(1.) This is a Reference by the District and Sessions Judge of Midnapore under Section 438, Criminal P.C., concerning a conviction of one Atul Chandra Pal under Section 21 read with Section 6(i)(e), Bengal Food Adulteration Act 6 of 1919(B.C.). The accused was sentenced to pay a fine of Rs. 100 for selling and exposing for sale adulterated mustard oil. There seems to be some doubt as to what actually occurred at the time when the Sanitary Inspector, employed by the Midnapore District Board, visited the shop belonging to Pal in company with the Circle Officer, Nagendra Nath Majumdar. It is to be regretted that the learned Magistrate who tried the case did not record in a systematic way the evidence of the two or three witnesses who were called before him. He recorded their evidence in indirect speech which makes it somewhat difficult to ascertain what the sequence of events in the shop really was. But the learned Magistrate has stated in his judgment: The salient facts of this case are admitted. The accused Atul Chandra Pal has got a shop at Fatesingpur, P.S. Garbetta where he stores for sale flour, ghee, mustard oil, kerosine oil, salt, spices, etc. On 15 April 1932 the Sanitary Inspector of the Midnapore District Board visited the shop along with witnesses including Babu Nagendra Nath Majumdar, Sub-Deputy Collector and Circle Officer at Garbetta. In presence of these witnesses the Sanitary Inspector purchased from the agent of the accused, a man named Ambica De, some quantity of oil which the Sanitary Inspector purchased as mustard oil but which the seller insisted on describing as jalani tel" (fuel oil), (vide sale receipt Ex. 1 in the case).

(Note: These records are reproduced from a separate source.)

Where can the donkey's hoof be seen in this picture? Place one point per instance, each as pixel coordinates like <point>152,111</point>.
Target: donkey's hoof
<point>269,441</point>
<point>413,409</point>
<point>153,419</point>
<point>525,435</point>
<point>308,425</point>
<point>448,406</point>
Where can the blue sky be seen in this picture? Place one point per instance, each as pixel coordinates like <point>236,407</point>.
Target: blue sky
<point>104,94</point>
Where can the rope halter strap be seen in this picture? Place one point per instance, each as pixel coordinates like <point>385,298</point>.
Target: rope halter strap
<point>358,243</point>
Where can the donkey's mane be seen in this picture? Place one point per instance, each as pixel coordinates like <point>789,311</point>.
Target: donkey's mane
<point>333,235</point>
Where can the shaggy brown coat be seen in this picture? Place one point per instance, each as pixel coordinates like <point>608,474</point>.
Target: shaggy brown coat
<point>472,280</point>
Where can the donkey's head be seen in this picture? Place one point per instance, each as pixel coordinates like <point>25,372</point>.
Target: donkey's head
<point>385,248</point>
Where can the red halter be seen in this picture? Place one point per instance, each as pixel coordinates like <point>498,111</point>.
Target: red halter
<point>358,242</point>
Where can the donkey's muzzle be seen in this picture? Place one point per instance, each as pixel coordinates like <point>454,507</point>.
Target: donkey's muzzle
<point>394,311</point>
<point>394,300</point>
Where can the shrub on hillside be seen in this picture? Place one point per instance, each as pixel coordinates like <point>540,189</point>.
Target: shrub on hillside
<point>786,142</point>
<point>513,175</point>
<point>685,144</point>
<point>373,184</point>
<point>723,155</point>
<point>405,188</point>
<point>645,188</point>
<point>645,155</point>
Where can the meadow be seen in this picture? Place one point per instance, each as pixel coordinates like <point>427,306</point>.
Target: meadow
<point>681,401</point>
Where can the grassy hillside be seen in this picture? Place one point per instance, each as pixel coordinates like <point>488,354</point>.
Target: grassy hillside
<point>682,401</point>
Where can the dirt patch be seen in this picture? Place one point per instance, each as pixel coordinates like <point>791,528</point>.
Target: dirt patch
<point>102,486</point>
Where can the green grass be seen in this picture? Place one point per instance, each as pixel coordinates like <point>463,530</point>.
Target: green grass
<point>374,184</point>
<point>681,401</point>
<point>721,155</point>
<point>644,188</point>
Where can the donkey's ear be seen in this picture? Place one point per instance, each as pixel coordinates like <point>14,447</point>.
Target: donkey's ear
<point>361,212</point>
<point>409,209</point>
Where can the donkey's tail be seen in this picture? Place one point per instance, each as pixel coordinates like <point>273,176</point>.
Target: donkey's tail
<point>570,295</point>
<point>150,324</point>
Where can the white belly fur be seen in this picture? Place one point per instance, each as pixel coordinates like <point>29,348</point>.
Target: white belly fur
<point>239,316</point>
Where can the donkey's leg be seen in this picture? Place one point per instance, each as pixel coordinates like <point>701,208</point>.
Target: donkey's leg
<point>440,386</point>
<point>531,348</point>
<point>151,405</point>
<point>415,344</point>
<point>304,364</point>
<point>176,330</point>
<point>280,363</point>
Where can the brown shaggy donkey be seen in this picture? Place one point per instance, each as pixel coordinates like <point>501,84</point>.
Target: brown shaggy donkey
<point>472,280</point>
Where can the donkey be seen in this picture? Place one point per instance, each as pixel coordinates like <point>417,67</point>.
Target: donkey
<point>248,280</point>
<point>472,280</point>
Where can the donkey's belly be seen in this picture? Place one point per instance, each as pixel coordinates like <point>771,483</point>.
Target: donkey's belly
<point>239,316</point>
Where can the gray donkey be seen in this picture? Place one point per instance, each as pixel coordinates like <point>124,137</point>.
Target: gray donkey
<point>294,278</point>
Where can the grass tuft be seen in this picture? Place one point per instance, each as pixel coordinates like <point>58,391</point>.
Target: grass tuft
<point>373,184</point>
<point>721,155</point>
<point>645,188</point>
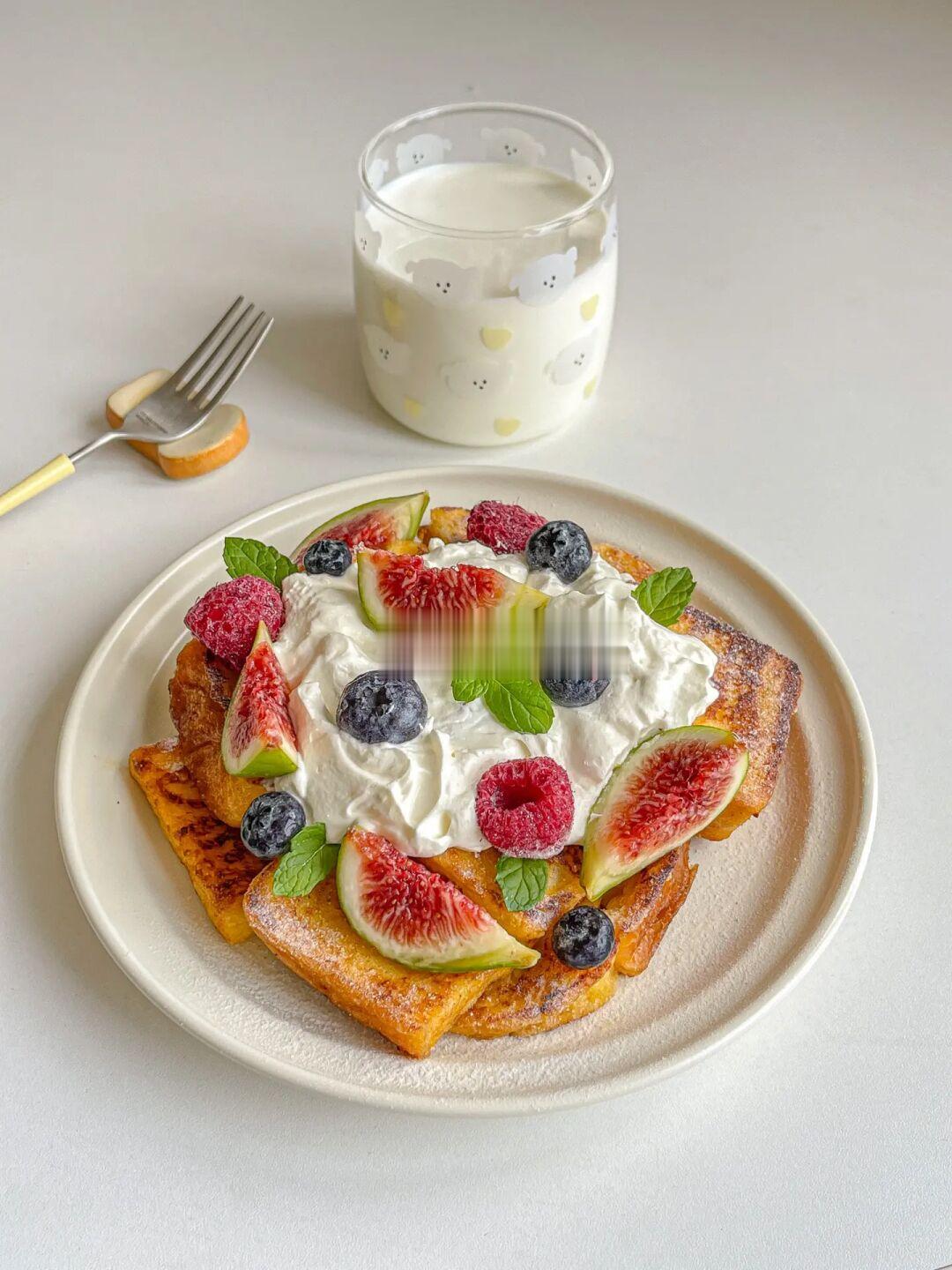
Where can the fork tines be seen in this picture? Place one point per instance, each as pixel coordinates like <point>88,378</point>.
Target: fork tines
<point>242,337</point>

(2.) The oil which the Sanitary Inspector, in fact, took was subsequently found, on analysis by the Public Analyst to the Government of Bengal, to be a sample of adulterated mustard oil. In his certificate the Public Analyst says: "It is mustard oil in which linseed oil is present" and he describes it as "adulterated mustard oil." The case sot up for the defence seems to have been that the oil which was taken by the Sanitary Inspector was compounded of a number of different oils including mustard oil and that a notice was displayed in the shop of the accused to that effect and that the tin cannisters containing this oil were marked in letters engraven with acid "jalani tel". It was further said that the article in these cannisters was not intended to be sold as an article of food at all The learned Sessions Judge, in referring the matter to this Court, has suggested that the conviction was wrong in law, because, according to him, there is nothing in the Bengal Food Adulteration Act of 1919 to prevent a shop-keeper from selling or exposing for sale or storing for sale an article which happens to have as one of its ingredients a certain amount of mustard oil, provided always the composite article is not sold or intended to be sold as food for human beings. It seems to me however that in this particular case the learned Sessions Judge has somewhat misread the facts as they are set forth in the judgment of the learned Magistrate who tried the case; though the learned Sessions Judge himself does summaries those facts in this way: The Sanitary Inspector of the District Board, Midnapore, went to the shop on 16 April, 1932 and demanded mustard oil from the shopman. The latter said that he did not sell oil in the name of mustard oil and that the oil stocked was described in the books as jalani tel. The Inspector then demanded and got a sample, which on analysis was found to be adulterated mustard oil. The servant of the shop states that the oil is never used as a food, and that the words "jalani tel" are inscribed in acid on the tin cannisters containing this oil. The shop also contained mustard oil for human consumption. He added that if a customer demanded cheaper oil it was not sold unless he stated the use for which it was required. He states also that the house-holders use ordinary mustard oil for fuel for their oil lamps.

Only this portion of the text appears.